A 2014 aerial view of Sconset Beach and Baxter Road area showing the bluffs with erosion along the eastern end of Nantucket. David L. Ryan / The Boston Globe, File

MA - Nantucket homeowners group agrees to remove their erosion shield

As the seas stripped away the earth beneath their homes, a group of Nantucket homeowners mobilized to protect their land. Their solution: massive tubes made of plastic fiber and filled with hardening sand slurry, stretching across some 900 feet of beach to serve as a shield from the encroaching waters.

But the privately funded project, which the homeowners began to install 10 years ago, catalyzed a long and bitter rift as neighbors raised the alarm about its environmental impact elsewhere on the island.

Now, the homeowners group from Siasconset, on the eastern end of Nantucket, has reluctantly agreed to dismantle the multimillion dollar project, seeing no way around a permit violation order calling for its removal. The move could bring an end to a heated, 10-year fight over how to grapple with climate threats on the island.

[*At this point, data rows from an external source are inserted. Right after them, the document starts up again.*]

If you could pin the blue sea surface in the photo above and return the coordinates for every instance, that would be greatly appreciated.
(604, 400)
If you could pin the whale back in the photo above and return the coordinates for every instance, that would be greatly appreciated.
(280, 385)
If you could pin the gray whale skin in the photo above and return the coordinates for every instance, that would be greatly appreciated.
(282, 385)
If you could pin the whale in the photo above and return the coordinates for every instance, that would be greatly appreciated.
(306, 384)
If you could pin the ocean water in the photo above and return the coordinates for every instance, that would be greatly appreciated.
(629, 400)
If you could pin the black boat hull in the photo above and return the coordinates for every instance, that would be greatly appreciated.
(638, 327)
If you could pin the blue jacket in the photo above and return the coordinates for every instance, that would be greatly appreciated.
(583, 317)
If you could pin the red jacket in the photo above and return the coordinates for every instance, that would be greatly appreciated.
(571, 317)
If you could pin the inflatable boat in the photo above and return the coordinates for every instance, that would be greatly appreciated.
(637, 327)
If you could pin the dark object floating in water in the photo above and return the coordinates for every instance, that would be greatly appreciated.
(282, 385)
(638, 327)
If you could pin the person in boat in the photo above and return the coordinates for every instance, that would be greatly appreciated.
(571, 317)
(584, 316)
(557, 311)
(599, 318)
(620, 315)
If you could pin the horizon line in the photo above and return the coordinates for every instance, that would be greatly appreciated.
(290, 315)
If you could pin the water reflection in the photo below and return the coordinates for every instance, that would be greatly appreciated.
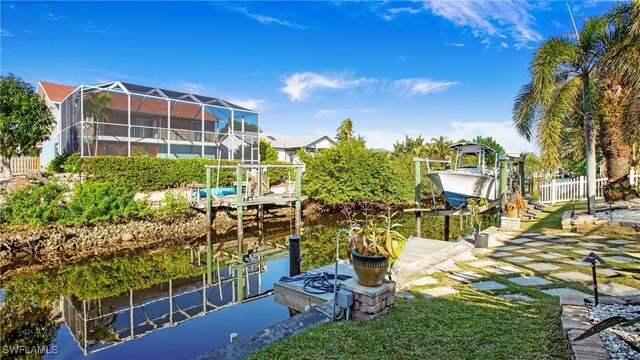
(95, 309)
(98, 324)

In a Jan. 9 letter to Nantucket’s town manager and Select Board, Josh Posner, president of the homeowners group, the Siasconset Beach Preservation Fund, wrote that his organization will remove the geotubes in compliance with a 2021 order from Nantucket’s Conservation Commission — “no matter how foolish removal may be.”

In 2014, homeowner Josh Posner sat on his bench that he has moved at times from the bluff on Baxter Road which has been eroding away. – David L. Ryan / The Boston Globe

Posner proposed the town abandon its heavily criticized plan to partner with his group to expand the project. Nantucket’s Select Board agreed, and the conservation commission unanimously approved the withdrawal at a Thursday evening meeting.

“It is a shame to see a lack of political leadership and the domination of unthinking ideologues force the destruction of a beautiful, historic community when there is way of protecting it that is working really well,” Posner told The Boston Globe in an e-mail.

Posner’s characterization of the removal order as “foolish” was “very unfortunate,” said Ashley Erisman, chair of the conservation commission, which found the homeowners failed to abide by permit obligations, including a requirement to replenish the area with clean sand.

”We wouldn’t have needed to issue a removal enforcement had [Siasconset Beach Preservation Fund] followed their order of conditions,” she said.

Siasconset, more commonly known as Sconset, is home to iconic shingled cottages, some worth millions of dollars apiece. But the bluff on which they are built has long been under assault by erosion, which has accelerated due to climate change.